Kendisiyle diyalog ve sorumluluk üzerine konuşmak için gelmiştik, ama o bize diyaloğun ne olduğunu gösteriyordu. Diyaloğun özünde tevazu, yani gücü bir kenara bırakmak vardır. Sevgiye odaklanan bu yaklaşım, başkalarını sadece birileri olarak değil, benzersiz birer fert olarak görür ve onlara saygı duyar. Böylece, karşılıklı emniyetle büyüyen bir güven duygusu oluşur ve birlikte, Allah’a ve O’nun yaratılışına uygun mukabelede bulunan, ümidi somutlaştıran yollar bulunur. Bu erdemler sözde kalmadı, Hocaefendi tarafından yaşandı. O bize diyaloğun öncelikle kendimizi, birbirimizi, dünyamızı ve Allah’ı keşfetmekle ilgili olduğunu gösterdi.
Fethullah Gülen’in İslam’a ve diğer inançlara yaptığı kapsamlı katkı, hakikatin ancak böyle bir diyalog yoluyla bulunabileceğini göstermektir. Bu, soyut bir düşünce değil, ilişkilerimize odaklanarak, dünyayı sürekli olarak farklı bir gözle, bir intibahla görmemizi sağlar. Bu yüzden otoriter kişiler, diyalogdan korkar, farklı sesleri susturmaya çalışır ve kendi dünya görüşlerini korkuyla dayatırlar.

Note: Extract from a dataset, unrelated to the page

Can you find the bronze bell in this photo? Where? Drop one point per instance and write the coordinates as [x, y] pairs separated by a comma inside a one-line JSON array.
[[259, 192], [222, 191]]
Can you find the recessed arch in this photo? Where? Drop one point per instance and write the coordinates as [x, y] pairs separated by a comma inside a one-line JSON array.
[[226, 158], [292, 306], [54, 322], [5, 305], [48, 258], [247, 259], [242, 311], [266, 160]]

İşte bu sebeple Gülen, vatanından uzakta vefat etti; bu, bir anlamda bir trajedidir. Türkiye’de demokrasinin yeniden doğuşunu göremedi. Ancak diğer bir açıdan, onun özlem duyduğu demokrasi, dünyamızda hiçbir zaman tam olarak yeşermemiştir. Bu, sadece temsilî bir demokrasi değil, herkesin sorumluluğu paylaşmaya davet edildiği, sürekli öğrenen, kendini yenileyen ve yalnızca iktidarda olanları değil, sıradan insanı da sorgulayan bir diyalog demokrasisidir. Gülen, herkesi hizmet etmeye, birbirine karşı sorumluluk almaya ve paylaşmaya teşvik ederdi. Gerçek diyalog, fıtrî ilişkilerle özgürlüğü besler ve böyle bir özgürlük, barış inşasına vesile olur.
Onun kalıcı hediyesi, Hizmet Hareketi’ni başlatmasıdır. “Hizmet” terimi, dini güç elde etmek için bir araç olarak kullanma veya milliyetçilik hedefleri gütme gibi eğilimlere karşı çıkar. Güç paylaşılarak açılım yapılır, böylece Hizmet, her zaman millî sınırların ötesine taşınmaya mukadder hâle gelir. Ancak Gülen’in öğrettiği gibi, küresel açılım, yücelmeyle ilgili değildir. Bu yüzden, lider veya düşünür olarak yüceltilme gayretlerine daima karşı çıkmıştır. Bunun yerine, insanları Allah’ın kuşatıcı sevgisinin bulunacağı somut dünyaya, bulunduğumuz ana ve yere indirirdi. Bu sebeple, farklı inançlardan ve milletlerden insanlar ona minnettardır.
Simon Robinson, Birleşik Krallık’taki Leeds Beckett Üniversitesinden emekli profesör ve Leeds Üniversitesine bağlı Din ve Kamu Hayatı Merkezinin Onur Üyesidir.